ICE’s Eisensmith the new DHS CISO
Jeff Eisensmith is the new chief information security officer at the Department of Homeland Security, his former office confirmed to FedScoop.
Eisensmith was previously the CISO at DHS’s Immigration and Customers Enforcement. He will be replaced at ICE by Tom DiBiase.
‘We the People’ raises signature threshold
The White House is raising the signature threshold on the administration’s online petition site, “We the People,” in order to give “the most popular ideas the time they deserve,” said White House Director of New Media said Macon Phillips.
In a post on the White House blog, Phillips said the threshold will increase from 25,000 signatures in 30 days to 100,000 signatures in the same time frame to get an official response from the White House.
“It’s wonderful to see so many people using We the People to add their voices to important policy debates here in Washington and bring attention to issues that might not get the attention they deserve,” Phillips said.
This new threshold applies only to petitions created from this point forward and is not retroactively applied to ones that already exist.
This is the second time the White House has raised the signature threshold. Users originally needed 5,000 signatures for a response, but that was raised to 25,000 quickly after the site’s launch in September 2011.
According to Phillips, in the last two months of 2012, use of We the People more than doubled as roughly 2.4 million new users joined the system, 73,000 petitions were created and 4.9 million signatures were registered.
In the first 10 months of 2012, it took an average of 18 days for a new petition to cross the 25,000-signature threshold. In the last two months of the year, that average time was cut in half to 9 days.

Interior secretary latest to step down

Department of Interior Secretary Ken Salazar will step down at the end of March.

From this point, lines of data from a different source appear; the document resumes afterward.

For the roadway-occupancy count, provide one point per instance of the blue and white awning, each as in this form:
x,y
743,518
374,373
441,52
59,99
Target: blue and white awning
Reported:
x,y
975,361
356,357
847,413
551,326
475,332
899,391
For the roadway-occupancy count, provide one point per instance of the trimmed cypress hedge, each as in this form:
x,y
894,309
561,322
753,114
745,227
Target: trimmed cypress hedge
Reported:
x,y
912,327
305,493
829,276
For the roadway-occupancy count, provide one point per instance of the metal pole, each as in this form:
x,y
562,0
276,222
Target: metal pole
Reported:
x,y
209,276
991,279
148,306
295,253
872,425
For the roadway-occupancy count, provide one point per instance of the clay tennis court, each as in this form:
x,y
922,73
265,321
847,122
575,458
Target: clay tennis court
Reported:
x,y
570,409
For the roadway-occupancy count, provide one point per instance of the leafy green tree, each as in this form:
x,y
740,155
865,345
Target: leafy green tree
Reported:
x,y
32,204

“Colorado is and will always be my home,” Salazar said. “I look forward to returning to my family and Colorado after eight years in Washington, D.C. I am forever grateful to President Obama for his friendship in the U.S. Senate and the opportunity he gave me to serve as a member of his cabinet during this historic presidency.”
Salazar joined the Obama administration as the 50th secretary of the Interior in January of 2009. He previously was a senator from Colorado from 2005 to 2009 and was previously the state’s attorney general.

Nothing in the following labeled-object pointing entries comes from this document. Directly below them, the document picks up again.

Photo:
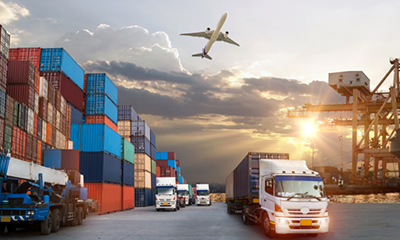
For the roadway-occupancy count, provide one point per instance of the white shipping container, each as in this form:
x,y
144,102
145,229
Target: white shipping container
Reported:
x,y
44,87
50,113
36,103
44,131
29,126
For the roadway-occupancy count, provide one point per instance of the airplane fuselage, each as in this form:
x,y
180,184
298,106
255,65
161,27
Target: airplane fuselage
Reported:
x,y
215,34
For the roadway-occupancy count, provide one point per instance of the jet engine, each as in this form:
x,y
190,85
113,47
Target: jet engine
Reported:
x,y
226,34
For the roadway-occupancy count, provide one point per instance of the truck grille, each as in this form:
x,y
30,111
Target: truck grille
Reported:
x,y
298,212
12,212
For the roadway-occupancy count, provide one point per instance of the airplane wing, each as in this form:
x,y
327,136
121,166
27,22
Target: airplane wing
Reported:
x,y
197,34
221,37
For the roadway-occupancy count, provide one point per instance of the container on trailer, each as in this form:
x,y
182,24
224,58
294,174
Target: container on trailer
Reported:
x,y
56,60
68,89
127,112
100,167
128,197
108,203
101,83
100,104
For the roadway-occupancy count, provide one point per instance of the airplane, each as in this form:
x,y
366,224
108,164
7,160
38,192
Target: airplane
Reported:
x,y
213,35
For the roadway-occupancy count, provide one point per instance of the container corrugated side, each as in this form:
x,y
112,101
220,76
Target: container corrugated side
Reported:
x,y
127,151
100,167
109,196
101,83
57,59
246,174
99,137
128,197
99,104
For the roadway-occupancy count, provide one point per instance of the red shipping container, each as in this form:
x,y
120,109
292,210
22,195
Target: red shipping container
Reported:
x,y
39,152
108,195
128,197
2,122
171,156
101,119
22,72
23,93
3,70
68,89
26,54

Salazar gain notoriety for overseeing the department during the BP oil spill in 2010 by administering a moratorium on offshore drilling.
In recent weeks, a number of Obama’s Cabinet members and advisors have announced plans to leave the administration, including Secretary of State Hilary Clinton, Defense Secretary Leon Panetta, Treasury Secretary Tim Geithner, Environmental Protection Agency Director Lisa Jackson and Labor Secretary Hilda Solis.

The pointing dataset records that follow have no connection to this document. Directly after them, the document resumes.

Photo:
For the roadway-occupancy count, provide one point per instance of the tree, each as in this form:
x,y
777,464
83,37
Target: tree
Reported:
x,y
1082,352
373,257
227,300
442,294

Said President Obama of Salazar:
“I want to thank Ken for his hard work and leadership on behalf of the American people. As the Secretary of the Interior, Ken has helped usher in a new era of conservation for our nation’s land, water, and wildlife. Ken has played an integral role in my Administration’s successful efforts to expand responsible development of our nation’s domestic energy resources. In his work to promote renewable energy projects on our public lands and increase the development of oil and gas production, Ken has ensured that the Department’s decisions are driven by the best science and promote the highest safety standards.”